Just as in cricket where bowlers can deliver out-swingers and in-swingers and reverse swing balls, pitchers can deliver fast balls, curve balls, cutters, sliders, knuckleballs and a few other odd balls. The amount of swing depends not only on the ball spin and the orientation of the spin axis but also on the orientation of the seam joining the two halves of the leather cover.
The actual trajectory of every ball can be downloaded by anyone interested in analysing the data.

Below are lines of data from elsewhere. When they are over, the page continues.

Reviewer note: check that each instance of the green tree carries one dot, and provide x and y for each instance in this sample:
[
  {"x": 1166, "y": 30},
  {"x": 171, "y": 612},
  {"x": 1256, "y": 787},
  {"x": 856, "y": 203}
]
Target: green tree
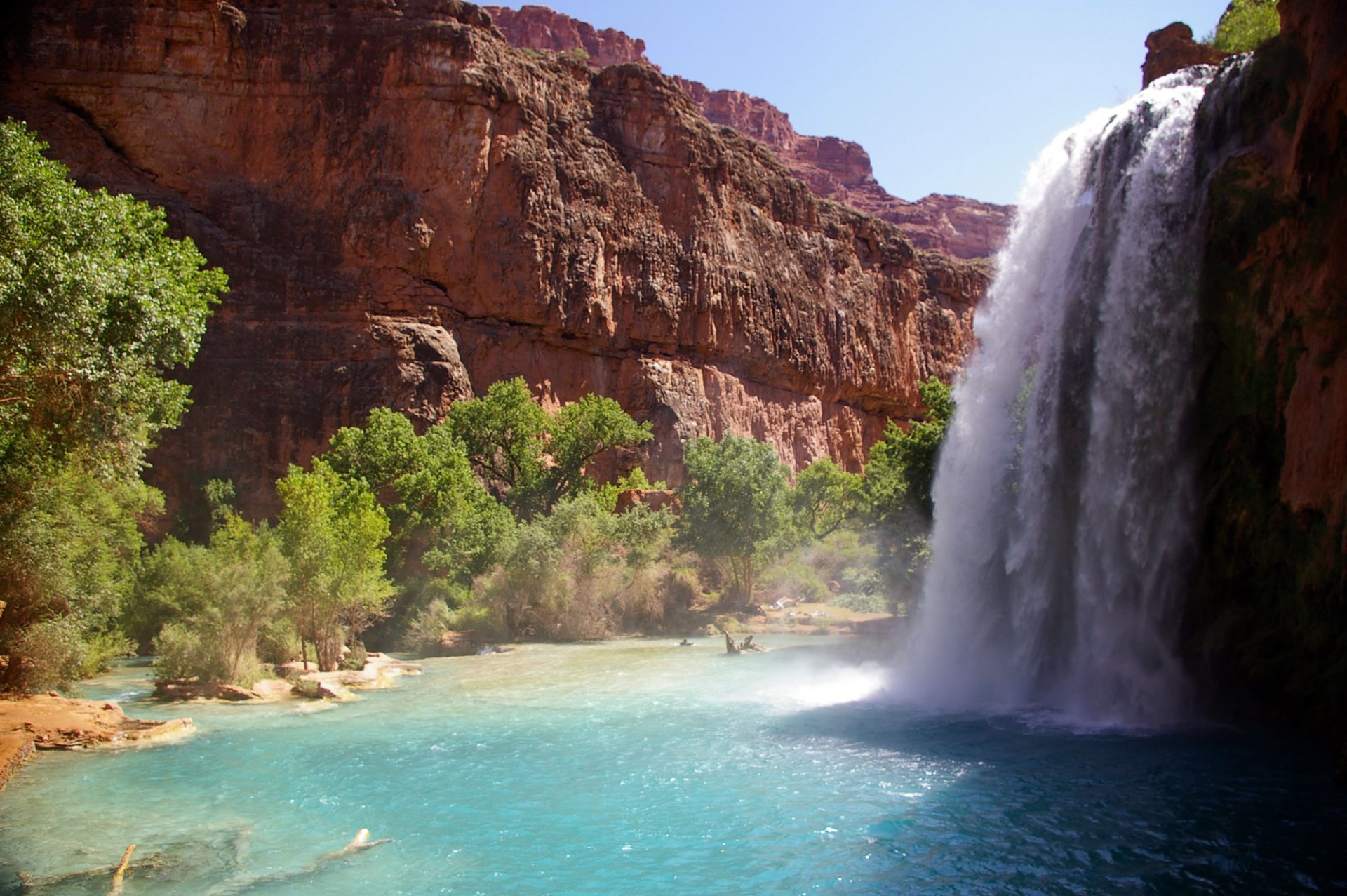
[
  {"x": 67, "y": 562},
  {"x": 333, "y": 534},
  {"x": 380, "y": 452},
  {"x": 531, "y": 458},
  {"x": 212, "y": 603},
  {"x": 902, "y": 467},
  {"x": 736, "y": 503},
  {"x": 1245, "y": 25},
  {"x": 98, "y": 306},
  {"x": 826, "y": 497},
  {"x": 446, "y": 509}
]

Web sites now exist that are devoted to doing just that, where people study effects of wind and altitude and even the aerodynamic influence of stadium design.
Bat performance is regulated by the various governing bodies in an attempt to ensure that no team is advantaged by using bats that perform better than others and to reduce the risk of injury.
The issue is complicated by the fact that the outgoing ball speed depends on the stiffness of both the ball and the bat, on the speed of the incoming ball and the speed of the bat, on the impact point on the bat, on the mass and length of the bat and on the moment of inertia of the bat. For that reason, the regulations governing bat performance keep evolving and are now formulated mainly by interested physicists rather than by amateur officials.
Now, if a player is seriously injured by a ball traveling at 100mph, it takes two teams of lawyers and physicists to sort out the compensation package!
To date no such book has been written (even by North American physicists) where the physics of baseball is described in detail and with relevant equations. This might have help prompt the review in the American Journal of Physics (June 2011), which reads:
Physics of Baseball and Softball, R. Cross, Springer, New York, 2011. This book is destined to be the ultimate reference, supplanting all others, concerning bats, balls, and bat-ball interaction. Americans will be appalled to learn that the author, Rod Cross, is Australian.
That may be a home run to Professor Cross.